"Compared to the alternatives the author suggests? Ruby and Python combined are doing less than Perl. PHP is the runaway favorite [w3techs.com], but if you dig into the numbers, you'll find that most of the change is due to Content Management Systems which by and far have been developed on PHP. So these massive zomfg numbers PHP is pulling in isn't due to people programming with it as much as they are copy-pasting it en masse."
Yes, because somehow all of those PHP sites are running 'copy-pasted' code and all those Perl sites are running custom code ... you're clawing at straws here. These sites are using PHP because obviously it's the better choice. It's just as easy to 'copy-paste' a Perl CMS as a PHP CMS. However, nobody's doing that, judging by the numbers.

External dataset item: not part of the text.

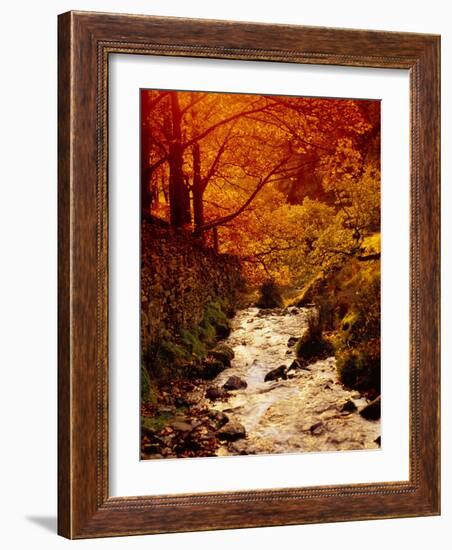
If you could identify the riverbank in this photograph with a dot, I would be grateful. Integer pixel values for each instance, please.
(304, 408)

And then again: 'copy-pasting' as you call it is a perfectly legitimate reuse of code. I'd rather call it installing a tried-and-proven system. Ever heard of DRY and not trying to reinvent the wheel?
Regarding the unnoticed custom back-end stuff: PHP does fine on CLI. I've loads of PHP scripts running as cronjobs. BASH scripts as well. No Perl. Why not? Not because I can't program Perl, it's because the syntax is so head-splittingly different from the whole C family AND (here it comes) Perl has _absolutely_ no advantage over either PHP/CLI for database batch jobs and such or BASH for shell scripting. It might be faster than PHP, but on batch jobs involving large datasets your database is always going to be the bottleneck, so who cares?
Perl has been at a standstill compared to PHP and other scripting languages. I know PHP is not very popular here on slashdot but it has made some pretty serious advances in the last few years. Decent frameworks like Zend, Symfony and Laravel have made develop very much quicker. Stuff like Doctrine and Propel ORM's have given PHP access to some pretty powerfull data modelling and storing/retrieving methods. Integration of Solr and Varnish have given it very fast searching and caching solutions. And finally, whilst PHP consistency in syntax still sucks (stuff like function arguments and naming are terrible) improvements to the OO capabilities in PHP5 have taken away a lot of the rough edges it once had.